In a post, a code was given to parametrize implicitly defined $\mathcal{C}$ using arclength.
expr = (x^2 + y^2 + Sin[4 x] + Sin[4 y] - 4)^2 + .415 x - .4;
exprt = expr /. {x -> x[t], y -> y[t]};
odes = {D[exprt, t], x'[t]^2 + y'[t]^2 - 1}
starty = y /. FindRoot[(expr /. x -> 0) == 0, {y, 2/9}]
Quiet[soln =
NDSolveValue[
Join[Thread[odes == 0], {x[0] == 0, y[0] == starty}], {x[t],
y[t]}, {t, 0, 25}];]
{solnX, solnY} = soln;
ParametricPlot[soln, {t, 0, 25}]
Plot[(solnX - 0)^2 + (solnY - starty)^2, {t, 0, 25}]
{min, val} = NMinimize[(solnX - 0)^2 + (solnY - starty)^2, {t, 20, 25}]
stopt = t /. val;
r = Compile[{{x, _Real}, {y, _Real}},
NIntegrate[
Sqrt[(solnX - x)^2 + (solnY - y)^2]*
D[ArcTan[solnX - x, solnY - y], t], {t, 0, stopt},
MaxRecursion -> 100, Method -> "Trapezoidal"]/(2*Pi)]

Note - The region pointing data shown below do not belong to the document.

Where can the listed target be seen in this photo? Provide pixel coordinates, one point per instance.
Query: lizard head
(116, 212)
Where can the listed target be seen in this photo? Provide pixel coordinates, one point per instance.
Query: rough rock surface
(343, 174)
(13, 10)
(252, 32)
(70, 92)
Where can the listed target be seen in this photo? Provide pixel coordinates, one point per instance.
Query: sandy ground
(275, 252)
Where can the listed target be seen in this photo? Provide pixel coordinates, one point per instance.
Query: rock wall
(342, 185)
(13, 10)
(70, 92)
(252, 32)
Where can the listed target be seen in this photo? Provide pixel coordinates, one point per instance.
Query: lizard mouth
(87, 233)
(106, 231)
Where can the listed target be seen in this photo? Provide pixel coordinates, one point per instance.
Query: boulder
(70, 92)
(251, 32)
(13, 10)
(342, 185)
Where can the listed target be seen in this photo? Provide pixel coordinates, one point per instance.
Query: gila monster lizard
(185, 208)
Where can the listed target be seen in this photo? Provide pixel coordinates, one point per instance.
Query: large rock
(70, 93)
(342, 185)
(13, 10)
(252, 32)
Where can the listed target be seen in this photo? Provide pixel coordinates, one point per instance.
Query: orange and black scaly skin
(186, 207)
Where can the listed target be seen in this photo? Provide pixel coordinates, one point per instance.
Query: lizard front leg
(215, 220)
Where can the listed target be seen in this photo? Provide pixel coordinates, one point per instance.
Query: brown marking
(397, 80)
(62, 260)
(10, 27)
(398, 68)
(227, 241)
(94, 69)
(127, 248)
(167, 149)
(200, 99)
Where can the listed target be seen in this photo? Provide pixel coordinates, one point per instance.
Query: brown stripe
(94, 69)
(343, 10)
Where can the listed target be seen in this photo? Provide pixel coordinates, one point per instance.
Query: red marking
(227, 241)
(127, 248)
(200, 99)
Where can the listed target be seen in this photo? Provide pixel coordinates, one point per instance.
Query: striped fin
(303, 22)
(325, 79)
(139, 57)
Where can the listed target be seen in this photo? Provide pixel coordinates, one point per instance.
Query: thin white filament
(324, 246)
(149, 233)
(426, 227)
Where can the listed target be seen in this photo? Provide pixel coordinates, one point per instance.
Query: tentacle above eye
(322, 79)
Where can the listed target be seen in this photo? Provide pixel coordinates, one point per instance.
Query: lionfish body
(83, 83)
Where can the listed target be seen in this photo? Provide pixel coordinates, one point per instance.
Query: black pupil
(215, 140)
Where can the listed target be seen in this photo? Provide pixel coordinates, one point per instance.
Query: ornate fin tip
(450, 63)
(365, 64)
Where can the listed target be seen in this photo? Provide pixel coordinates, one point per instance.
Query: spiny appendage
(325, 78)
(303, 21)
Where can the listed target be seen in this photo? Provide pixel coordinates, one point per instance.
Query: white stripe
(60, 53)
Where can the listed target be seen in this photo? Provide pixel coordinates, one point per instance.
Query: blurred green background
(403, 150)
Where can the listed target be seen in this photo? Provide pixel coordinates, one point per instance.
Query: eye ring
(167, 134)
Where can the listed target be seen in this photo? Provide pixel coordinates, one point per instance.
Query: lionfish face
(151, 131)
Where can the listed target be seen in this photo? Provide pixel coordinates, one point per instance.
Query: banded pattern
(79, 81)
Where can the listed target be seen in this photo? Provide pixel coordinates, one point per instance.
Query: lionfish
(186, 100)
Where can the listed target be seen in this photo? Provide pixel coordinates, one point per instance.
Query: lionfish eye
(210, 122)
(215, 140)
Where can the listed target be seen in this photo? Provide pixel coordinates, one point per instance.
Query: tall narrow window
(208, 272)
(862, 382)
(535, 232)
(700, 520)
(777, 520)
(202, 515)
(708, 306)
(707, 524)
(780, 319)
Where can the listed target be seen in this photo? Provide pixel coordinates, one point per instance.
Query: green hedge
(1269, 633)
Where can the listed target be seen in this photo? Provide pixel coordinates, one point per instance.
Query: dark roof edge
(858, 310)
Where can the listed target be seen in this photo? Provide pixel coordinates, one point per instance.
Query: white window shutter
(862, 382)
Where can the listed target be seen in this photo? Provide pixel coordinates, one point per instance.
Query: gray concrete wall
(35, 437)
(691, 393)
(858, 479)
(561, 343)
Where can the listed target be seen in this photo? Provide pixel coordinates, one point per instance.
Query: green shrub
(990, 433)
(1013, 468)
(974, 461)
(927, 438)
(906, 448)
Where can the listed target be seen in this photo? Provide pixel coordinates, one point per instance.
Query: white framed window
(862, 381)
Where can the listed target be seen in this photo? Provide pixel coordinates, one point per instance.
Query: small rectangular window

s = Compile[{{x, _Real}, {y, _Real}},
NIntegrate[
Abs[Sqrt[(solnX - x)^2 + (solnY - y)^2] - r[x, y]]*
D[ArcTan[solnX - x, solnY - y], t], {t, 0, stopt},
MaxRecursion -> 100, Method -> "Trapezoidal"]/(2*Pi)]
The distrbution number is
Phi = Compile[{{x, _Real}, {y, _Real}}, s[x, y]/r[x, y]]
However, there is no clear way of determining where to measure $(u,v)$. If we set $(u,v)$ to the centroid, it could be outside the curve and hence the ray won't rotate with an angular displacement of $2\pi$ radians. So where do we set $(u,v)$?
My assumption is to take the average of $\phi(u,v)$ inside $\mathcal{C}$. This leads to a brutal formula.
$$\omega=\frac{1}{\text{Area}\left(\mathcal{C}\right)} \iint\limits_{C} \phi(u,v) \ du \ dv$$
Question
Is there a simpler way to describe the integral and distribution?